En effectuant une analyse FFPM pour déterminer les Forces, les Faiblesses, les Possibilités et les Menaces entourant les deux éléments que je souhaitais changer, j’ai été en mesure d’identifier des moyens avec lesquels créer le changement. J’ai également utilisé la stratégie de parler à des collègues d’autres associations sur leur façon d’aborder ces deux éléments. Aussi cliché que cela puisse sembler…il existe très rarement une bonne raison de réinventer la roue. En discutant avec d’autres qui ont vécu des circonstances similaires ou qui peuvent apporter quelques suggestions sur ce que vous tentez de réaliser, vous trouverez presque toujours certaines bonnes informations qui aideront certainement votre situation. Cela semble simple et évident, je sais, mais c’est un bon rappel car nous essayons souvent de faire les choses nous-mêmes, en silos.

Depuis ma transition vers mon rôle actuel, notre association a mis en place un tout nouveau logiciel de gestion d’association (LGA). Bon nombre d’entre vous avez peut-être déjà passé par là, ou vous y songez ou encore vous êtes familier avec le LGA et le défi que peut représenter la transition vers un nouveau système. Après avoir décidé quel fournisseur j’utiliserais et avoir débuté le développement de certaines des pièces personnalisées dont nous avions besoin pour nous « brancher » au LGA standard, j’ai impliqué directement du personnel qui seraient les utilisateurs finaux du système.
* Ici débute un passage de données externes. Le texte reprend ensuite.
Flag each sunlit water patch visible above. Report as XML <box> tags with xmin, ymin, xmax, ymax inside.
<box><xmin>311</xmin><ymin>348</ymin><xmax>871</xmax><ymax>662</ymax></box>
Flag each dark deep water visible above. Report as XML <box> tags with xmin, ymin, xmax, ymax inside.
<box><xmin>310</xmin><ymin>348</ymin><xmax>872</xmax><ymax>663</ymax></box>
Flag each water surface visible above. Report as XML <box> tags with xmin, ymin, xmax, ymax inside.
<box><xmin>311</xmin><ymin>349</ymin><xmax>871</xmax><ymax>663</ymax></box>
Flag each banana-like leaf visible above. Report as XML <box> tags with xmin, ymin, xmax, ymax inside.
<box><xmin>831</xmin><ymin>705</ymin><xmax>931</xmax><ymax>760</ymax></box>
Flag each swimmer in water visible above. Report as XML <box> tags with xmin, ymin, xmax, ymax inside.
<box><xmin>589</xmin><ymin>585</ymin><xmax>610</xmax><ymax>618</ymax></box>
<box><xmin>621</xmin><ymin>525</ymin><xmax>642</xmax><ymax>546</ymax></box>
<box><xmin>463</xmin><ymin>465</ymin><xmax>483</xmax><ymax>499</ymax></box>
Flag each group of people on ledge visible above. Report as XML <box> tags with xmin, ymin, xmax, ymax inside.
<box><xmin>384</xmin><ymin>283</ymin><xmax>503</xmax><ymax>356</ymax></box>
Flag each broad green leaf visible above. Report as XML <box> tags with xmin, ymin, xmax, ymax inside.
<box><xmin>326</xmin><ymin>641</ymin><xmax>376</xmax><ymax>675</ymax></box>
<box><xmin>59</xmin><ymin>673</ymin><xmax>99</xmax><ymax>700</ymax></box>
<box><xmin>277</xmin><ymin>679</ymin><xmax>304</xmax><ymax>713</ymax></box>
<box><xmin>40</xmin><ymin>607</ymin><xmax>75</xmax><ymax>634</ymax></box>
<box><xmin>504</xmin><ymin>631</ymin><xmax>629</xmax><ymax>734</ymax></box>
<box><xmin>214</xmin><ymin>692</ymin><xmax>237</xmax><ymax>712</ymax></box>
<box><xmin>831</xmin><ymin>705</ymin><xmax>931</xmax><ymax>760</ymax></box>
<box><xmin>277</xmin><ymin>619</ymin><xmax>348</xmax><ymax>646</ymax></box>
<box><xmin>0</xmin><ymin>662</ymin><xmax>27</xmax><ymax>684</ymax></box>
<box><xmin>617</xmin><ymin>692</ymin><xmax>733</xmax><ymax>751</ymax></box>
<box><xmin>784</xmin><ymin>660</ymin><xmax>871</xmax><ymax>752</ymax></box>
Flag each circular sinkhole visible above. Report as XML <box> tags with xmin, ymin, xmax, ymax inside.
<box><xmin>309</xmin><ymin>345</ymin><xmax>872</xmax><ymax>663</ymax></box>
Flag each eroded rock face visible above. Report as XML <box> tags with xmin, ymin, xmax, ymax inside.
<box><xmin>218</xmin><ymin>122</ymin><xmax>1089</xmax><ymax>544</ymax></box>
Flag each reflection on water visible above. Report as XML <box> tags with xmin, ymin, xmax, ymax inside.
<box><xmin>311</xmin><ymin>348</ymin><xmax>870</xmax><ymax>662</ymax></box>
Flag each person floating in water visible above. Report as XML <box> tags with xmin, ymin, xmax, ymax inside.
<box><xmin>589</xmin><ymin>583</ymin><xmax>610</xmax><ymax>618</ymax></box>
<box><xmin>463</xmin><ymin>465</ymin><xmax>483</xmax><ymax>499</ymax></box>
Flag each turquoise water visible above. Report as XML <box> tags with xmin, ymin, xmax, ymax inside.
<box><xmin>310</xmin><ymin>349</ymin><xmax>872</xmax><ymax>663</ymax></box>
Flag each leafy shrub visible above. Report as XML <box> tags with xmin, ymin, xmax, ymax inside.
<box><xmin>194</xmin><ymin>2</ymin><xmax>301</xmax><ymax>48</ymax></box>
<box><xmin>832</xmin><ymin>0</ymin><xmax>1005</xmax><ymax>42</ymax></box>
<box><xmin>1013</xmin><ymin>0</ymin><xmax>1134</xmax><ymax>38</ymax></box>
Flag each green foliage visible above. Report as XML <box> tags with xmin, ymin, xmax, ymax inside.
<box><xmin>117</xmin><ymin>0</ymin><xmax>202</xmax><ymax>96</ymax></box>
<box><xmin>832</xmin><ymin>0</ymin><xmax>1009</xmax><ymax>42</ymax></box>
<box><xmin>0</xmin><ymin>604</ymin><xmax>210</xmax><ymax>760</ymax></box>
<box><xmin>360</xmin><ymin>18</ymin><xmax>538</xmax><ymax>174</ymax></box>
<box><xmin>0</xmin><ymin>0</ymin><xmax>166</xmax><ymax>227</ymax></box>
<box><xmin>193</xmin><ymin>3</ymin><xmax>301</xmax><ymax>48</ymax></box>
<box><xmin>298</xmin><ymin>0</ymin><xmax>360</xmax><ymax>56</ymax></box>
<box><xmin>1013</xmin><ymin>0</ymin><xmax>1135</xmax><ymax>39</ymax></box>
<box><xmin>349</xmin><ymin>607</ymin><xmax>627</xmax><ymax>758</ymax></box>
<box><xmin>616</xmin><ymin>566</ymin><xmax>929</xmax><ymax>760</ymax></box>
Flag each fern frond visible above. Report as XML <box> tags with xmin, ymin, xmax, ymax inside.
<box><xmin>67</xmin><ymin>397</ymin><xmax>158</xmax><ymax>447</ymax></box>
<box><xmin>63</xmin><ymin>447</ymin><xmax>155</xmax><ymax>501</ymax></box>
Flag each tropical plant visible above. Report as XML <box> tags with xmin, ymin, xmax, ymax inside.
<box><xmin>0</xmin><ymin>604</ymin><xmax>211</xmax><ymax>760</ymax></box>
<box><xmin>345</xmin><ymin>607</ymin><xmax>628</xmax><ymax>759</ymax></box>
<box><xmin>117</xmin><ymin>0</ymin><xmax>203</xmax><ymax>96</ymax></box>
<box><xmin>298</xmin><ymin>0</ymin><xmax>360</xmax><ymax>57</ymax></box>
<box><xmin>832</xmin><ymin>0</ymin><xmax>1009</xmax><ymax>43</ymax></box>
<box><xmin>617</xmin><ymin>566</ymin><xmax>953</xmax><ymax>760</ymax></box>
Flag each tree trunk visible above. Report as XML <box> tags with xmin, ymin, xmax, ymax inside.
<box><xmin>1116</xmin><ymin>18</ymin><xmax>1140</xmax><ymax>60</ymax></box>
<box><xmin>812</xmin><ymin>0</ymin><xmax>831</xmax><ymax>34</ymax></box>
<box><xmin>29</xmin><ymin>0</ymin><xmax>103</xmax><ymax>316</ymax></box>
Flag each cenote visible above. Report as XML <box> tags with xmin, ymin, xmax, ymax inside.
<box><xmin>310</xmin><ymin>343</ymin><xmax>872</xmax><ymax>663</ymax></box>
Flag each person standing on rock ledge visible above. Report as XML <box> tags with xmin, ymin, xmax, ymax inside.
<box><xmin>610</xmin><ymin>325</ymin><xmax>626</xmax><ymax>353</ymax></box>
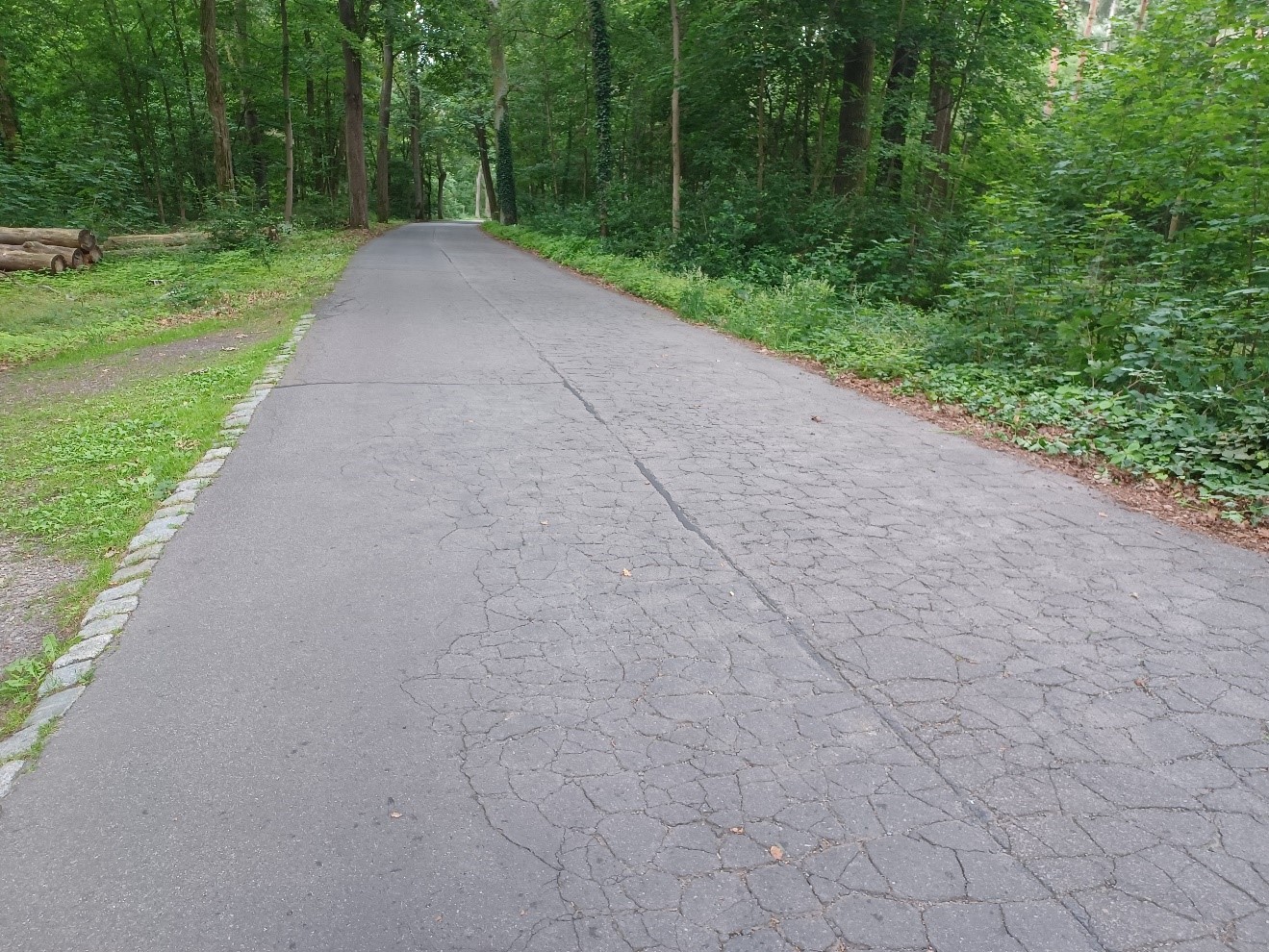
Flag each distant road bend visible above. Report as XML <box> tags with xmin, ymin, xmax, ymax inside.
<box><xmin>0</xmin><ymin>223</ymin><xmax>1269</xmax><ymax>952</ymax></box>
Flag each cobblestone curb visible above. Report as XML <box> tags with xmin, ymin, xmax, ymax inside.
<box><xmin>0</xmin><ymin>314</ymin><xmax>314</xmax><ymax>797</ymax></box>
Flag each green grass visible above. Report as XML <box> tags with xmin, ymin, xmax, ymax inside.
<box><xmin>0</xmin><ymin>336</ymin><xmax>282</xmax><ymax>559</ymax></box>
<box><xmin>0</xmin><ymin>226</ymin><xmax>365</xmax><ymax>366</ymax></box>
<box><xmin>0</xmin><ymin>225</ymin><xmax>367</xmax><ymax>753</ymax></box>
<box><xmin>485</xmin><ymin>223</ymin><xmax>1269</xmax><ymax>523</ymax></box>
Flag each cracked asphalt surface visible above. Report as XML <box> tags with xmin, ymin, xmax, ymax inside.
<box><xmin>0</xmin><ymin>224</ymin><xmax>1269</xmax><ymax>952</ymax></box>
Autant je savais ce dont nous avions besoin, autant je savais que je ne serais pas la personne utilisant quotidiennement le système. Il était donc important qu’ils aient leur mot à dire sur le fonctionnement de ce système. Impliquer du personnel dans ce changement leur a permis de s’approprier le projet et le système, de connaître son fonctionnement sur le bout des doigts, et de savoir pourquoi il fonctionne de cette façon. Le fait d’impliquer du personnel à ce niveau élimine presque totalement la nécessité pour moi d’être impliqué dans la formation relative à un nouveau système puisqu’ils ont appris ce qu’il fallait en aidant à le développer. Donnez de l’autonomie au personnel et il se sentira autonome. Pour tout changement auquel vous songez qui pourrait toucher directement ou indirectement le personnel, impliquez-les. Ils doivent faire partie de la réalisation du changement, sinon ils risquent d’y résister.
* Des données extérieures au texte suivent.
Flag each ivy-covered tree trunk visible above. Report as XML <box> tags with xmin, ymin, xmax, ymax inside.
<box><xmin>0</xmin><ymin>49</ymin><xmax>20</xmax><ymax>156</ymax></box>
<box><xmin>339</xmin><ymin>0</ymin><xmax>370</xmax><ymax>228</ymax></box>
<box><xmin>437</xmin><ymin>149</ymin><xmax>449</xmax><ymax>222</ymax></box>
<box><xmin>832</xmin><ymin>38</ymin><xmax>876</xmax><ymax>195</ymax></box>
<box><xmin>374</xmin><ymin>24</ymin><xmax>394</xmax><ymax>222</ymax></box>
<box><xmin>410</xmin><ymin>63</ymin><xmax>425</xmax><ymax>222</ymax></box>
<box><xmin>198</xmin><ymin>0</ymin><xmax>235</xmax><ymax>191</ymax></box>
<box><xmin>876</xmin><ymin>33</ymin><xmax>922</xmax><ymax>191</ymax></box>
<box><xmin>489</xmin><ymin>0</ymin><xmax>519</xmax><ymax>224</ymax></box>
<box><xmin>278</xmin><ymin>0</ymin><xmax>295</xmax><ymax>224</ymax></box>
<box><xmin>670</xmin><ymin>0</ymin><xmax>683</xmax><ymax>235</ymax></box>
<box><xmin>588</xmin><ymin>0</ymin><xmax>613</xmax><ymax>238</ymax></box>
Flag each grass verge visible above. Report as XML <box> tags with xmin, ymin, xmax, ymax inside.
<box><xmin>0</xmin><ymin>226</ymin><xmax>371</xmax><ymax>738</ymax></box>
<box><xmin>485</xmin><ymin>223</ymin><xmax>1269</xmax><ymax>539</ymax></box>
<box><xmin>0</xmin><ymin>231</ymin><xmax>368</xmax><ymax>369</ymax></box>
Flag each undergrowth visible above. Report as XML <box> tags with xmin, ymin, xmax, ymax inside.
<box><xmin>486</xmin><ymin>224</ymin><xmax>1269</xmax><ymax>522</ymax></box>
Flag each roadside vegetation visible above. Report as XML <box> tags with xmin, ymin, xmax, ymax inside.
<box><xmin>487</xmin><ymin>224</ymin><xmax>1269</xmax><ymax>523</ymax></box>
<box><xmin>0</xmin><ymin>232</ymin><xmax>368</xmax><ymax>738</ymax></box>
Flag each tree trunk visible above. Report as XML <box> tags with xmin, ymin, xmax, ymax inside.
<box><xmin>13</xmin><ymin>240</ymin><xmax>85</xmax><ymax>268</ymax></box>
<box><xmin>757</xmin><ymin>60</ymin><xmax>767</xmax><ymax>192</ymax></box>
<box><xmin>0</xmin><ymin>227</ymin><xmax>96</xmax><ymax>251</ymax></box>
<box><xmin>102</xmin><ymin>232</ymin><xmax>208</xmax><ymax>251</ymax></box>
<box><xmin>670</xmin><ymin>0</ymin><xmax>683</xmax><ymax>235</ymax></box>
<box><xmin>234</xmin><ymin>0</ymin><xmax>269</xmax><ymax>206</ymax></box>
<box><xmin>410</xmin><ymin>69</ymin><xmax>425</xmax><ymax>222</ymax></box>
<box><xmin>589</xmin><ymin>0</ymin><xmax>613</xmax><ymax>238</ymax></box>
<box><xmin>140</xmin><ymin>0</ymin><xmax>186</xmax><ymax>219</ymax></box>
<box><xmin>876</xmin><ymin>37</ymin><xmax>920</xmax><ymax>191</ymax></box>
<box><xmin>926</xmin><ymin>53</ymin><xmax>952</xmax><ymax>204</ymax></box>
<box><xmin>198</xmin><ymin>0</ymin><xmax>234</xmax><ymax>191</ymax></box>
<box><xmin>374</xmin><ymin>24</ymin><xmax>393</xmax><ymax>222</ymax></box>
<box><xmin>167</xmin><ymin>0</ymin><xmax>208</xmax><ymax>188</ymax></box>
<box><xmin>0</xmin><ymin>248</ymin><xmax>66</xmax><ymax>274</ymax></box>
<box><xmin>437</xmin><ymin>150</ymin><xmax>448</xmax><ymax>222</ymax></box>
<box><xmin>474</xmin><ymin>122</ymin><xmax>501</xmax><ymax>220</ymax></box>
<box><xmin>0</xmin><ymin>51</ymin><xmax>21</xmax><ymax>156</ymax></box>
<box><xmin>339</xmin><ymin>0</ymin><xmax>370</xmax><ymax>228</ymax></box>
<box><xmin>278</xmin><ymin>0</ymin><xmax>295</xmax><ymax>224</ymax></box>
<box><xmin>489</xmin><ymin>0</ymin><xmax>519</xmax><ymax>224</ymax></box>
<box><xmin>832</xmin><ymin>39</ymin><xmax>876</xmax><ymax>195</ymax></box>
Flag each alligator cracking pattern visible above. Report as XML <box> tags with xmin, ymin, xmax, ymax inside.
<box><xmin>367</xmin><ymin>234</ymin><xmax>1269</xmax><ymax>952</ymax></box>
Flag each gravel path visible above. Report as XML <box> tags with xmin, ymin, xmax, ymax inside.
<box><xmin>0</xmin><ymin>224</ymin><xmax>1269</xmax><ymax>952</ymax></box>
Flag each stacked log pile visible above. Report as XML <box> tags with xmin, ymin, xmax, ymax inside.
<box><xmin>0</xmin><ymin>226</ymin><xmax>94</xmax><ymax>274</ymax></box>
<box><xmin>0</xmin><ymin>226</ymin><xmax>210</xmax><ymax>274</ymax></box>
Le second élément que j’ai mentionné et que je cherchais à modifier ou à mettre en place était un plus grand nombre d’évaluations annuelles officielles du rendement. Cela semble « aller de soi » pour la plupart des directeurs des ressources humaines, mais ce processus nécessaire dans tout milieu de travail peut souvent être négligé ou sous-évalué. Les directeurs des ressources humaines doivent s’asseoir avec chaque membre du personnel de manière individuelle pour discuter des bons et mauvais aspects de son travail, dans un milieu ouvert et respectueux. Cette démarche profite aux deux parties. De cette façon, les deux parties connaissent leur position et comment elles peuvent s’améliorer. S’asseoir chaque année avec le personnel donne l’occasion de discuter de ce qui a bien été et de ce qui pourrait être amélioré au moment de mettre un changement en place. La rétroaction sur le déroulement du changement pendant l’année et les commentaires du personnel créeront à coup sûr une cote d’estime.

Une grande partie de ce que vous venez de lire peut sembler le gros bon sens et quelque chose d’assez simple. Selon mon expérience toutefois, et pour utiliser un cliché…le bon sens n’est pas toujours chose courante! La gestion des ressources humaines signifie de gérer des gens…les gens aiment se sentir importants et nécessaires. Une grande partie de tout ceci se résume dans la hiérarchie des besoins de Maslow où certaines des choses les plus simples dont les humains ont besoin sont citées, notamment : l’estime de soi, la confiance, la réalisation, le respect envers les autres et le respect de ceux-ci. Impliquez vos gens et vos gens vous aideront à amener votre association à de nouveaux niveaux.